Los daarvan wijst de rechtbank erop dat de belangen van de omwonenden niet uniform zijn, en dat naast hun belangen ook andere belangen een rol spelen, bijvoorbeeld de belangen van eigenaren en huurders van de betreffende panden. Deze belangen worden in een bestemmingsplan juist tegen elkaar afgewogen. Ook hierom kunnen de belangen van omwonenden bij de interpretatie van een bestemmingsplan niet op voorhand doorslaggevend worden geacht.
2.4. Mede naar aanleiding van de stellingname van vergunninghoudster ter zitting wijst de rechtbank eisers er volledigheidshalve nog op dat zelfs als de rechtbank dit beroep van eisers I gegrond had geacht onder vernietiging van bestreden besluit I, dit eisers uiteindelijk niets zou hebben opgeleverd. Inmiddels is immers sprake van een onherroepelijk nieuw bestemmingsplan dat onbetwist niet aan realisatie van de vergunde plannen van vergunninghoudster in de weg staat.

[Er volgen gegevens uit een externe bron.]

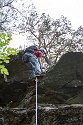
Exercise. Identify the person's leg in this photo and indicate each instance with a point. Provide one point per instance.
(35, 62)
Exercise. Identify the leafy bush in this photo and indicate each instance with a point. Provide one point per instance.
(5, 52)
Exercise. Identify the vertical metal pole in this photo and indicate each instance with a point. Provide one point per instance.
(36, 100)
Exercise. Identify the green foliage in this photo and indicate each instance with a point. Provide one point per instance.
(5, 52)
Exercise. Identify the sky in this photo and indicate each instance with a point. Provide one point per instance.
(72, 9)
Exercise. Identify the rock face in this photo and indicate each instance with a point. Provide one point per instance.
(61, 87)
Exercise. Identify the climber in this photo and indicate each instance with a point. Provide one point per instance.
(32, 59)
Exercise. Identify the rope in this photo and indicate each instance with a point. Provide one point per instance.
(36, 100)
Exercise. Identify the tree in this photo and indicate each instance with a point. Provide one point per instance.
(5, 52)
(56, 36)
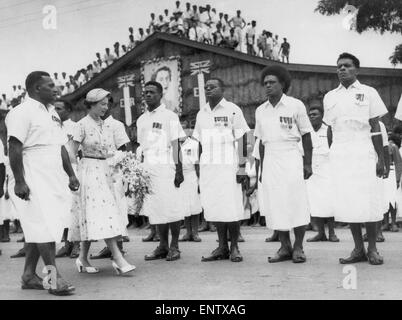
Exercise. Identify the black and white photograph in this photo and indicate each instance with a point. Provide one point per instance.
(203, 152)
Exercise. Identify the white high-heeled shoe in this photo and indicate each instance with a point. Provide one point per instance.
(123, 270)
(81, 267)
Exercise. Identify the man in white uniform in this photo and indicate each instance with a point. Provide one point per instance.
(158, 132)
(37, 159)
(281, 123)
(398, 113)
(2, 180)
(318, 186)
(356, 156)
(221, 130)
(189, 188)
(64, 109)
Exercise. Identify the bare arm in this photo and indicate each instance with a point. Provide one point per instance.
(329, 136)
(177, 160)
(308, 154)
(376, 138)
(262, 154)
(396, 155)
(2, 178)
(66, 162)
(21, 189)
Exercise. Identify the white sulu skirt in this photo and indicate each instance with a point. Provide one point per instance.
(43, 217)
(355, 187)
(189, 194)
(285, 203)
(96, 209)
(163, 205)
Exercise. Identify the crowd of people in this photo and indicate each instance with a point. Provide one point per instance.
(331, 161)
(197, 23)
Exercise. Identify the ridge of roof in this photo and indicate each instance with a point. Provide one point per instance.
(292, 67)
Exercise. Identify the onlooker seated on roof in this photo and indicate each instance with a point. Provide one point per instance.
(69, 88)
(218, 36)
(196, 33)
(108, 58)
(178, 9)
(262, 44)
(152, 23)
(176, 25)
(250, 38)
(90, 72)
(233, 41)
(131, 43)
(166, 18)
(196, 15)
(96, 68)
(160, 25)
(117, 49)
(147, 32)
(141, 36)
(187, 17)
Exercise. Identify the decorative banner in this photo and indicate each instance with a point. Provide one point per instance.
(166, 71)
(199, 68)
(126, 82)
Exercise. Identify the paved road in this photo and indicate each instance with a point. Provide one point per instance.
(321, 277)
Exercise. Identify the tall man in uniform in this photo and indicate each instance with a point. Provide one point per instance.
(37, 159)
(318, 186)
(221, 130)
(64, 109)
(281, 123)
(159, 131)
(356, 156)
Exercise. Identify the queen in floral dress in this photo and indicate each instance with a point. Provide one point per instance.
(97, 208)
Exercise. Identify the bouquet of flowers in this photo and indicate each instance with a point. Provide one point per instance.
(136, 179)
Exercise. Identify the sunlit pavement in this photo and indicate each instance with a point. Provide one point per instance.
(321, 277)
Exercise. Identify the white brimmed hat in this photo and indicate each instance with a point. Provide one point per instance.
(96, 95)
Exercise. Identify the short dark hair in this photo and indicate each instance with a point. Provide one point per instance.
(156, 84)
(33, 78)
(67, 104)
(318, 108)
(281, 73)
(220, 82)
(350, 56)
(164, 68)
(395, 138)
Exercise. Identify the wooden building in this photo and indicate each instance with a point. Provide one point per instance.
(240, 73)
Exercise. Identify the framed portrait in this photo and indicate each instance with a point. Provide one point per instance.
(166, 71)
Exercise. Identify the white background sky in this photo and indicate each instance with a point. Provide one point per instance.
(85, 27)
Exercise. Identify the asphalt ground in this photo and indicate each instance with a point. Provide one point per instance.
(321, 277)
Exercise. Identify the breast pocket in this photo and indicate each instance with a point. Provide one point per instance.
(286, 122)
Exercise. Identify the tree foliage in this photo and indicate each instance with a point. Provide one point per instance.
(378, 15)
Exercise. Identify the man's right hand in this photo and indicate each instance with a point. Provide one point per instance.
(252, 189)
(22, 191)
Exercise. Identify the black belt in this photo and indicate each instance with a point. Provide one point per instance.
(96, 158)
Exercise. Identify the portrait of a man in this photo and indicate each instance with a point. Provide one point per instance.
(167, 73)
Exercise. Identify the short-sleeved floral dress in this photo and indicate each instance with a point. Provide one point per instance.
(97, 208)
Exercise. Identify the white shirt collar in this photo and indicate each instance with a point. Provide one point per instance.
(355, 84)
(283, 101)
(38, 104)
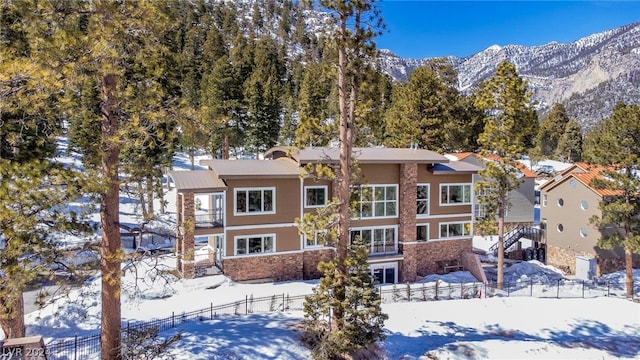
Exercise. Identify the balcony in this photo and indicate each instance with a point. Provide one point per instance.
(209, 220)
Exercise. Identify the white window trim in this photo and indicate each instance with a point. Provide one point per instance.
(360, 187)
(246, 190)
(385, 266)
(326, 195)
(428, 200)
(452, 223)
(315, 240)
(246, 237)
(427, 239)
(373, 228)
(458, 203)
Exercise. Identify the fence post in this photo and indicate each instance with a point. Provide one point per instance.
(531, 291)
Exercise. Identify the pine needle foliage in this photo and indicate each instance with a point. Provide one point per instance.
(615, 143)
(363, 320)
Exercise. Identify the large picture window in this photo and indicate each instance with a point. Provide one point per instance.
(255, 201)
(379, 240)
(422, 200)
(422, 232)
(455, 194)
(377, 201)
(255, 244)
(320, 238)
(315, 196)
(456, 229)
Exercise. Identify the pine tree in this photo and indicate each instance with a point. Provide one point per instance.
(363, 321)
(510, 125)
(570, 143)
(550, 131)
(422, 111)
(34, 192)
(316, 125)
(615, 143)
(356, 24)
(262, 93)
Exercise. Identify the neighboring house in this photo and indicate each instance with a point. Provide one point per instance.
(420, 214)
(522, 199)
(568, 201)
(520, 228)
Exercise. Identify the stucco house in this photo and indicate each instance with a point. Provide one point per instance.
(420, 213)
(520, 216)
(568, 201)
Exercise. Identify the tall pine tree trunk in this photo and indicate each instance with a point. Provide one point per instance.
(628, 257)
(141, 198)
(343, 179)
(150, 187)
(12, 305)
(109, 215)
(500, 245)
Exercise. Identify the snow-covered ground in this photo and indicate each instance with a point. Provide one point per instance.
(480, 328)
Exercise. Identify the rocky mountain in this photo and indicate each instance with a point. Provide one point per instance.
(589, 75)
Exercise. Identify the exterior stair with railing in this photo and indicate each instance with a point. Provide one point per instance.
(512, 237)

Ten aanzien van het beroep onder nummer AWB 10/2415 VEROR
2.5. Met vergunninghoudster en verweerder II is de rechtbank van oordeel dat het bestreden besluit II door de verleende nieuwe exploitatievergunning van 17 juni 2011 geheel achterhaald is. Nu gesteld noch gebleken is dat eisers II anderszins nog enig belang hebben bij een inhoudelijk oordeel over het bestreden besluit II, zal de rechtbank het beroep van eisers II tegen dit besluit niet-ontvankelijk verklaren.
Ten aanzien van beide beroepen
2.6. De rechtbank ziet geen aanleiding voor een proceskostenveroordeling dan wel de bepaling dat het griffierecht moet worden vergoed.
Waarvan proces-verbaal,
de griffier de voorzitter
Rechtsmiddel
Tegen deze uitspraak kan binnen zes weken na de dag van verzending daarvan hoger beroep worden ingesteld bij de Afdeling bestuursrechtspraak van de Raad van State.